A hemofilia é um distúrbio genético que afeta a coagulação do sangue. No processo de coagulação, quando cortamos uma parte do corpo e ela começa a sangrar, as proteínas presentes no sangue entram em ação para estancar o sangramento. Já as pessoas portadoras de hemofilia não contam com essas proteínas, e sangram mais que o normal.

O dia 4 de janeiro foi escolhido em homenagem ao cartunista Henfil que tinha hemofilia e faleceu no dia 4 de janeiro de 1988. A data nos lembra de homenagear as pessoas acometidas pela hemofilia, que buscam por tratamentos e cuidados para ter uma vida saudável. 

A hemofilia é uma doença crônica, ou seja, a pessoa convive com ela durante toda a vida, e se apresenta de duas formas: Tipo A e Tipo B. Os tipos de hemofilia diferem entre qual é a proteína (fator de coagulação) que a pessoa não é capaz de produzir: pessoas com hemofilia do tipo A têm deficiência de fator de coagulação VIII, enquanto quem tem hemofilia do tipo B tem deficiência de fator IX. O tipo A é mais comum e representa entre 80 e 85% dos casos da doença. 

O sangramento nos dois tipos são iguais, mas a distinção é importante para o tratamento. 

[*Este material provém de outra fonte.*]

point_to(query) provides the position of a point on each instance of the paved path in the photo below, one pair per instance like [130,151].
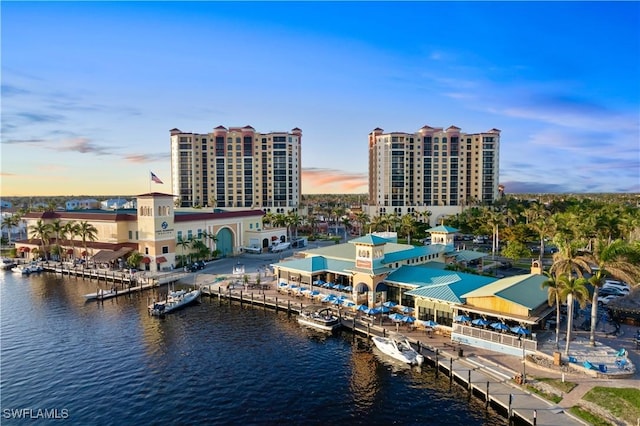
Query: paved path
[499,369]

A doença é uma condição genética e ocorre por conta de uma mutação em genes presentes no cromossomo X. Por isso, acomete principalmente homens, que possuem apenas uma cópia do cromossomo X. As mulheres, que possuem duas cópias desse cromossomo, não desenvolvem a doença, sendo apenas portadoras do gene com a mutação. 

Tradicionalmente, o diagnóstico da doença é feito pela análise de uma amostra de sangue, que pode revelar a deficiência do fator de coagulação. No entanto, esse diagnóstico costuma ser feito depois que a pessoa já está manifestando sintomas.

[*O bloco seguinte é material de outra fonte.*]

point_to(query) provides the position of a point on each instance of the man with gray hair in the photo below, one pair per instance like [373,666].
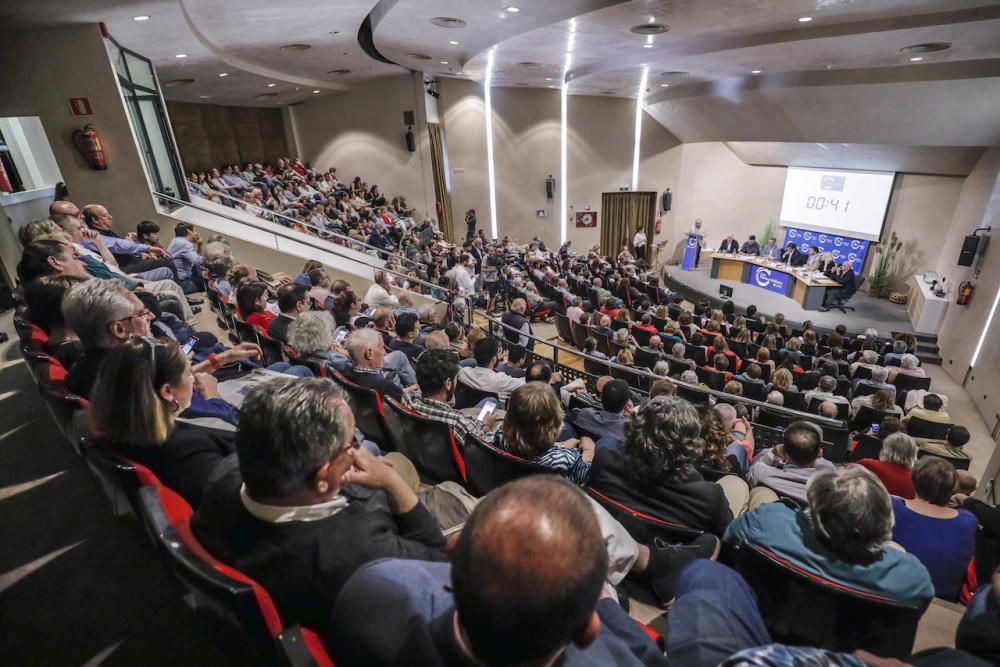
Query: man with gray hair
[676,358]
[786,468]
[306,508]
[843,538]
[895,464]
[824,392]
[879,380]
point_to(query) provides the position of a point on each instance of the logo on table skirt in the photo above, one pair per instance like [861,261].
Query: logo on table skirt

A hemofilia também pode ser identificada no meuDNA Bochechinha, um teste de mapeamento genético que identifica a predisposição genética de bebês a desenvolver na primeira infância mais de 340 doenças raras, graves, silenciosas e tratáveis, antes mesmo de qualquer sintoma aparecer. 

A detecção da predisposição a desenvolver hemofilia no recém-nascido permite que o bebê tenha assistência e acompanhamento médico especializado antes do início dos sintomas, garantindo mais qualidade de vida. Caso o teste identifique que a criança tem risco aumentado para a doença, é importante o acompanhamento de um médico geneticista. 

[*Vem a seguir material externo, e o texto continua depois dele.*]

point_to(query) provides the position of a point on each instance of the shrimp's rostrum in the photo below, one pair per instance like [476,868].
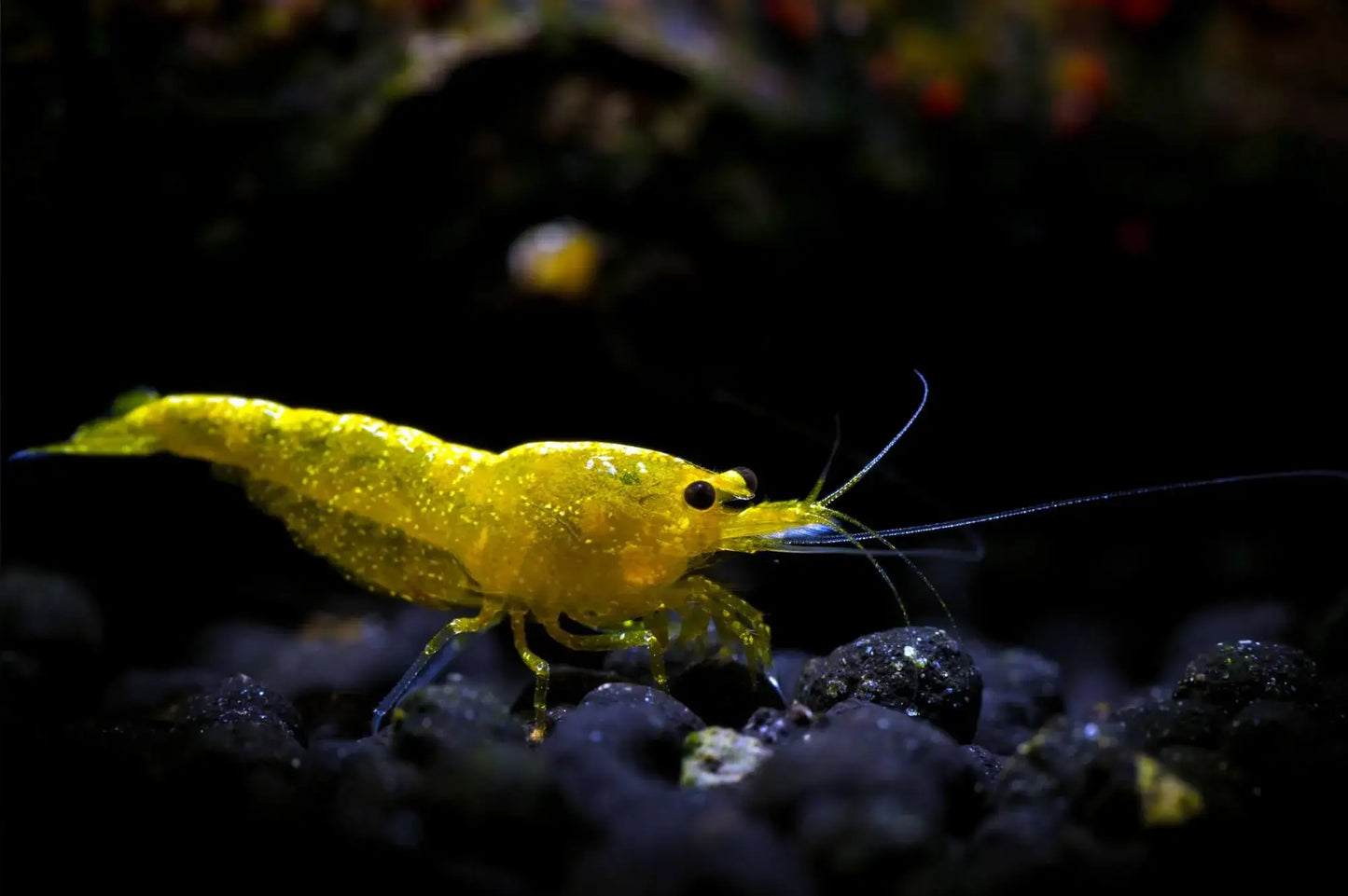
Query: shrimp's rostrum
[606,535]
[611,536]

O tratamento da hemofilia evoluiu muito, através da reposição das proteínas ausentes no sangue do paciente de forma a ajudar na coagulação. Além disso, a pessoa deve fazer exames regularmente e usar apenas medicamentos que sejam recomendados pelos médicos, já que alguns remédios podem piorar o quadro.

Quanto antes for feito o início do tratamento, menores são as sequelas deixadas pelos sangramentos. E o diagnóstico precoce da doença é de extrema importância como forma de prevenir que eventos hemorrágicos ocorram.

Apesar de a doença não ter cura, os tratamentos são acessíveis e estão disponíveis no SUS, permitindo que o paciente hemofílico desfrute de uma boa qualidade de vida.